As securities regulators grapple with the challenge of returning money to harmed investors, new data from Statistics Canada reveals that courts are making relatively little use of restitution orders in criminal cases.
Last year, both the Ontario Securities Commission (OSC) and the Canadian Investment Regulatory Organization (CIRO) tabled proposals for mechanisms that would facilitate the return of money — paid in disgorgement as part of regulatory enforcement — to harmed investors.
The OSC’s proposal remains under consideration, and the consultation on CIRO’s proposal runs until Jan. 20.
In the meantime, new data from StatCan highlights the lack of restitution being ordered in criminal cases.

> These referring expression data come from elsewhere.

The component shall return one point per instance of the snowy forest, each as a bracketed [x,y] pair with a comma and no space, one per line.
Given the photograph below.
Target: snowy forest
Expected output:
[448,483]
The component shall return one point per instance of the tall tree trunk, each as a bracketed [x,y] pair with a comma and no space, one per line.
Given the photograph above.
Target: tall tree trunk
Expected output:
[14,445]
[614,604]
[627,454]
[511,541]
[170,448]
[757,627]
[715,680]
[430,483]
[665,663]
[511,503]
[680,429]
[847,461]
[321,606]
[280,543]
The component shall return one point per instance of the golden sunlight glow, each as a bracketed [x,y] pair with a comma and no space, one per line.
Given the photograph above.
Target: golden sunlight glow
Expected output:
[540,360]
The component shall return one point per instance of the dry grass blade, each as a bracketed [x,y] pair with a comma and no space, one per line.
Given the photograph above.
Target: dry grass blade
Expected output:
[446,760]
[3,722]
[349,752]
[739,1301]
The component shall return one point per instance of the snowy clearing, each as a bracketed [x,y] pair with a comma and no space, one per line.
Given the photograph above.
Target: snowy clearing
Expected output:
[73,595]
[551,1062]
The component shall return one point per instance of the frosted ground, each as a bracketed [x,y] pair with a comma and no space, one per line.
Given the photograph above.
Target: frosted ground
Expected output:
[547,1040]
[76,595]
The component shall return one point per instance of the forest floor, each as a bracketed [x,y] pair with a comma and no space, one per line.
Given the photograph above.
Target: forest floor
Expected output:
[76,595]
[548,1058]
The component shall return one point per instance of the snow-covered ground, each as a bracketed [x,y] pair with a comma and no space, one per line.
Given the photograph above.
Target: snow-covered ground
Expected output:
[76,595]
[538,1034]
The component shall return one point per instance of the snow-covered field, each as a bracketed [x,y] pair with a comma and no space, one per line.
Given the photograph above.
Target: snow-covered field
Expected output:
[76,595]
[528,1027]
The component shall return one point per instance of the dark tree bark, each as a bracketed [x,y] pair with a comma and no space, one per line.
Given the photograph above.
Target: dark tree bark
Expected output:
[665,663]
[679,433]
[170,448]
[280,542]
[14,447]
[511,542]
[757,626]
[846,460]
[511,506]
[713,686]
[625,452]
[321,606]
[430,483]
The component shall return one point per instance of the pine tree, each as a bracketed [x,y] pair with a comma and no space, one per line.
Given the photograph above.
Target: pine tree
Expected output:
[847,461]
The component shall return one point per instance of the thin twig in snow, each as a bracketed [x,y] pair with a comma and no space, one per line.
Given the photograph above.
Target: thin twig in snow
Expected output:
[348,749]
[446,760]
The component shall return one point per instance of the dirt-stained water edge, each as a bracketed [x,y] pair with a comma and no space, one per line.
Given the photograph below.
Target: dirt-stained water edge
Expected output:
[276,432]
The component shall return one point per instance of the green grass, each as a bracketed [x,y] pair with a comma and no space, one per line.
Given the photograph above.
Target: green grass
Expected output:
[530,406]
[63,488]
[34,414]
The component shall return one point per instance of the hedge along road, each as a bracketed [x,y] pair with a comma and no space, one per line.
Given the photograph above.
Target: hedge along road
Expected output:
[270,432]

In mid-2015, new legislation, known as the Canadian Victims Bill of Rights (CVBR), was adopted, which grants certain rights to crime victims, “including the right to have the court consider issuing a restitution order against the offender,” the national statistical agency noted.
Yet, despite this effort to make financial compensation to victims a bigger feature of the justice system, there’s been no increase in the use of court’s restitution powers, StatCan found.
In fact, StatCan reported that, in the four years before the CVBR was adopted, about 5% of criminal convictions included restitution orders. This frequency didn’t change in the four-year period following its implementation, and it actually slipped to 4% in the April 2019 to March 2023 period.
While restitution was rarely ordered for most sorts of crimes, offenders were sentenced to pay restitution in 16% of cases where a property crime was the most serious offence, StatCan said.
And, among property crimes, fraudsters were most frequently ordered to pay restitution, it noted, with 24% of cases that included at least one charge of fraud resulting in a restitution order.
Yet, even for fraud, courts haven’t embraced restitution as a remedy.
According to the data, before the CVBR was implemented, 28% of fraud convictions received a sentence that included a restitution order. This declined to 23% in the four years after the new bill, and to 19% in the 2019 to 2023 period.
And, when restitution is ordered, the amounts are typically small.
“Based on the information from four provinces reporting the amount of restitution ordered, close to half (48%) of the restitution orders imposed… [between 2015 and 2019] were for less than $500,” StatCan reported.
The agency noted that the use of other sorts of monetary sanctions has also declined in recent years.
Between 2011 and early 2019, fines were ordered in 31% of criminal convictions, but this dropped to 23% for the period April 2020 to March 2023.
The use of victim surcharges in cases where fines are imposed has dropped too. StatCan reported that since the introduction of legislation in mid-2019, which re-introduced judicial discretion to waive victim surcharges, the prevalence of these orders fell from 89% of cases to 32%.